The position of data scientist did not even exist a few decades ago. The data was already organized, cleaned, and subjected to analyses by employees. However, data scientists in the modern era have outstanding skills in high demand by businesses. Given their strength and complexity, the most popular data science programming languages should be understood by anyone who wishes to participate in this expanding field and become a data science professional. Today, keeping up with the most recent developments in the tech sector is essential. It is quite challenging to choose the top programming language for data science because there are so many of them. We will discuss each one and why they are the most popular programming languages for data science.
Top Programming Languages
#1: Java
Today, the most widely used and well-liked programming language is Java. It is also regarded as one of the most popular languages for data analytics. Because of the Java Virtual Machine technology, the language is particularly simple to implement on several systems. The Java Virtual Machine is used extensively in the open-source big data stack.

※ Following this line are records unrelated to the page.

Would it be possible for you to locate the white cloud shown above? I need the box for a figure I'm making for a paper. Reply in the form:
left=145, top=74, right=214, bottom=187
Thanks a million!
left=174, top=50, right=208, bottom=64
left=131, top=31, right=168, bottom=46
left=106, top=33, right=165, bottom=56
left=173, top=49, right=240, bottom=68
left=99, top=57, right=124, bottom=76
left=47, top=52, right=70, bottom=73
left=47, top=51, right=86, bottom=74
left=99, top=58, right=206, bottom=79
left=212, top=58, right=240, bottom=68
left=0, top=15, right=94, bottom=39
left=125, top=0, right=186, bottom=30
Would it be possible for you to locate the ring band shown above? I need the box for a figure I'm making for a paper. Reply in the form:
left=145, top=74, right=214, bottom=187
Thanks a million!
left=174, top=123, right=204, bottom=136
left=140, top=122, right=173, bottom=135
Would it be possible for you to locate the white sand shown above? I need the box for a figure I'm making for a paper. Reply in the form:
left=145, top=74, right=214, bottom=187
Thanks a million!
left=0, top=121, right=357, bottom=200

Some Java advantages include:
- User-friendly
- Portable and automated memory management for quick debugging
- Ability to design visually engaging content
- Many libraries, including the Java Machine Learning Library, are supported by Java
#2: C++
The year 1983 saw the creation of C++ by Bjarne Stroustrup. It is also known as “the fastest programming language,” which is one of the main reasons it is widely utilized for the creation of desktop applications, video games, and search engines. Google Chrome, for example, is based on C++.
Because C++ offers a faster response time, it is employed for applications where development time is extremely important. The main applications of this C++ data science include the development of sophisticated goods like cloud systems, business software, and banking software.
#3: Python
Python is the most widely-used programming language for data science due to its scalability, flexibility, and simplicity. It contains very little coding and easy syntax. It also provides a large number of libraries that are always accessible.
Python is open source and can be changed in any way that programmers deem necessary. This language, which is regarded as the best for data science, is always evolving to improve performance and make the syntax clearer. It works nicely with different programming languages and is platform-neutral. This general-purpose, high-level programming language is primarily used in data science and provides a staggering array of specialized libraries. Some of the powerful Python libraries, all of which can be learned in a data science course, are:
- Numpy
- Pandas
- Scikit Learn
- Matplotlib
#4: SQL and NoSQL
Relational databases can be queried, handled, and processed with the use of SQL, or Structured Query Language. A NoSQL database stores unstructured data in the form of a document. NoSQL databases require a proprietary language different from SQL for querying.
#5: R
This programming language’s syntax and organizational structure handle the analytical tasks. It is one of the most alluring programming languages for businesses because of its ability to manage enormous and complicated data volumes. It includes packages that guarantee easier management of the analysis. These are a few of the packages:
- Ggplot2
- Dplyr
The Best of the Best
As you can see, there are only a few programming languages to know for data science. Each is important to understand fully, but several are more in demand than others. Out of the five programming languages discussed, we conclude that Python, R, and SQL are the most desirable in 2022.